GOVERNMENT officials are working with members of Jersey’s fishing fleet to gain a better understanding of the abundance of octopuses being reported in the Island’s waters.
With a boom in the numbers of octopus throughout the English Channel and reports of sea temperatures above average levels, the Island’s head of marine resources said Environment Minister Steve Luce was “keeping a very keen eye”on the issue.
The importance being placed at government level aligns with calls, as the JEP reported last week, for Island restaurants to include octopus on their menus and for consumers to widen their repertoires beyond conventional fish and shellfish dishes.
Francis Binney, head of marine resources, said octopuses had proliferated in Channel Island water until the very cold winter of 1962/63, when numbers were wiped out as a result of freezing temperatures.
“The numbers have built back up gradually, starting in the Bay of Biscay and then around the Brest Peninsula since 2017 or 2018 and then up the Channel,” he said. “The warmer sea temperatures have allowed for a real boom, although less so in Jersey than on the south coast of England.”
Data from the UK Met Office has revealed a “marine heatwave”, with sea temperature readings along the entire west coast of the UK about 2.5°C above average, and up to 4°C in parts of Devon and Cornwall.

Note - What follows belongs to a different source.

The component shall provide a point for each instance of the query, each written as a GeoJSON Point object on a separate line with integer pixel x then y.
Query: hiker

Jersey’s Met Office said the local data was less extreme, but that the sea temperature had been above average every month since the start of 2022 and that the provisional indication for May indicated a temperature just over 1°C above the long-term average mark of 12.4°C.

Mr Binney said that whereas sea temperatures in winter had formerly been too cold for octopuses to survive in the waters off the south coast of England, the species is now more likely to be able to survive tear-round.
He said Jersey was working together with UK scientists and as part of the cephalopod working group formed by the International Council for the Exploration of the Sea, as well as carrying out local monitoring.
One boat in the Jersey fleet was utilising new pots in order to help track octopus numbers, he added, with additional data coming from other boats.
“It is a developing situation ,” he said. “The Environment Minister has been keeping a very close eye on this and has tasked Marine Resorces with focusing on it to ensure the livelihoods of fishers can be protected from changes that octopuses may bring.”
It is anticipated that a report will be presented to a meeting of the Fisheries and Marine Resources Panel later this year.